Description
Book SynopsisBorn in 1904, Brandt played a major role in the first mass killing programme of the Third Reich, the so called 'euthanasia' programme. As Reich Commissioner for Health and Sanitation, Karl Brandt became the highest medical authority in the Nazi regime; he initiated experiments on concentration camps inmates and was eventually put in charge of biological and chemical warfare. How was it that a rational, highly cultured, literate, young professional could come to be responsible for mass murder and criminal human experiments on a previously unimaginable scale? In this riveting biography, Ulf Schmidt explores in detail that Brandt belonged to a generation of a young 'expert elite', who in the 1930s and 1940s were willing, and empowered, to support and conceive an oppressive, militarist, and racist government policy, and ultimately turn its exterminatory potential into reality. Through a critical biography of Brandt, Schmidt re-evaluates the system of communication at the centre of Hitler's regime. The book extends our understanding of the culture of detachment between a regime that was geared towards total destruction, and a government that was almost totally removed from its people.

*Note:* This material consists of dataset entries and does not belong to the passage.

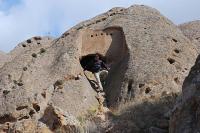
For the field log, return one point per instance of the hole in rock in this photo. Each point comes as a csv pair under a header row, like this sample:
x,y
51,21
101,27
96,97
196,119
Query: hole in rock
x,y
171,61
113,50
130,83
7,118
176,80
36,107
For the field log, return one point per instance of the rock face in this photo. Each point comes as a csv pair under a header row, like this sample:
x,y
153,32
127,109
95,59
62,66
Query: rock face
x,y
192,31
185,117
3,58
149,58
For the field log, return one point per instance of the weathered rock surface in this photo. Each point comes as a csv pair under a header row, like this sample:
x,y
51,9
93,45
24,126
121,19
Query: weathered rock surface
x,y
192,31
185,117
185,113
3,58
149,58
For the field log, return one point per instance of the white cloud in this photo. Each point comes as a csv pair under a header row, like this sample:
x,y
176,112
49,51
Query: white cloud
x,y
38,17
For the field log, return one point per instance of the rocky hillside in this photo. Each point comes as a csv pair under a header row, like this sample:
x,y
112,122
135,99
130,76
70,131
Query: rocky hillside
x,y
185,115
192,31
43,87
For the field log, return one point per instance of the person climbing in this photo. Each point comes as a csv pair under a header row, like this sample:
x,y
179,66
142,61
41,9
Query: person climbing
x,y
96,66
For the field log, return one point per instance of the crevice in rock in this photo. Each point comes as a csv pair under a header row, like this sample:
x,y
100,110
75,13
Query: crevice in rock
x,y
36,107
111,45
130,83
7,118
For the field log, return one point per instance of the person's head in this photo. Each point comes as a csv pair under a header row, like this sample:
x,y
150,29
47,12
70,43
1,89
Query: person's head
x,y
96,57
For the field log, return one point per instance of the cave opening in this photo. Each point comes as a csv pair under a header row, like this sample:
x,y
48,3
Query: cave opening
x,y
112,49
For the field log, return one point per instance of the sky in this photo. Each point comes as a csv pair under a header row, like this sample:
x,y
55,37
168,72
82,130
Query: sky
x,y
22,19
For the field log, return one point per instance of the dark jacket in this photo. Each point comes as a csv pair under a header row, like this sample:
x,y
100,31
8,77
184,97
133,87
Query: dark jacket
x,y
95,66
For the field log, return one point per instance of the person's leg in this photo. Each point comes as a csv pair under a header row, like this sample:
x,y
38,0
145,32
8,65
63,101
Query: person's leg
x,y
98,80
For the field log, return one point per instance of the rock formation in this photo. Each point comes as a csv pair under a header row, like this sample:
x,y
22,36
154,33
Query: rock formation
x,y
43,87
185,115
192,31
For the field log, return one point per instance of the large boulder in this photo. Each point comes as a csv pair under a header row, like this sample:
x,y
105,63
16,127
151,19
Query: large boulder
x,y
148,55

Trade Review"Karl Brandt (1904-1948) was for a time the leading medical authority in the Nazi regime. He was responsible for the euthanasia program, in which tens of thousands of handicapped individuals were killed.... As British historian Schmidt (Justice at Nuremberg: Leo Alexander and the Nazi Doctors' Trial) shows, a belief in eugenics, combined with a dash of ambition, motivated Brandt. During the war, he saw it as "legitimate to sacrifice individual human lives in the name of science." Outside of the diaries he wrote during the Nuremberg trials, which Schmidt had partial access to, Brandt left few writings, so Schmidt is forced to make informed guesses about the degree of Brandt's involvement in certain projects, such as the gruesome medical experiments conducted on concentration camp inmates, as well as about some of his motivations. Schmidt concludes that whether Brandt backed the genocide of the Jews is almost impossible to know. There's a lot to wade through, but readers who do will learn about a man of culture and science who turned medicine into a tool of murder."- Publishers Weekly, June 18, 2007 -- Publishers Weekly
"[Schmidt] has produced an extraordinary study of an individual, a government, and an era that few biographies can hope to equal." --New York Sun
"He [Schmidt] skilfully demonstrates Brandt's trajectory from idealistic but ordinary medical student... to Hitler's private doctor... [a] detailed examination" -- Dan Stone, The Times Higher Education Supplement
"Remarkable new research by a German historian [Schmidt] is revealing the idealogical evolution of one of Hitler's closest associates. The research - which has taken nine years to carry out - shows how an apparently decent caring man metamorphosed into a mass murderer... Professor Schmidt's research... is likely to provoke controversy" -- BBC History Magazine, David Keys
"Many historians are wary of biography, but this author's study of Karl Brandt ought to challenge suspicions about this genre of history...This is a fine study." -Larry Thornton, The Historian, Vol. 71
Table of ContentsAcknowledgments; List of Plates and Figures; Abbreviations; Prologue; The Ambitious Idealist; Becoming Hitler's Doctor; Hitler's Envoy; The 'Euthanasia' Doctor; The General Commissioner; Detached Leadership; Human experimentation; Medical Supremo; Nuremberg; Trial; Under Sentence of Death; Bibliography; Index.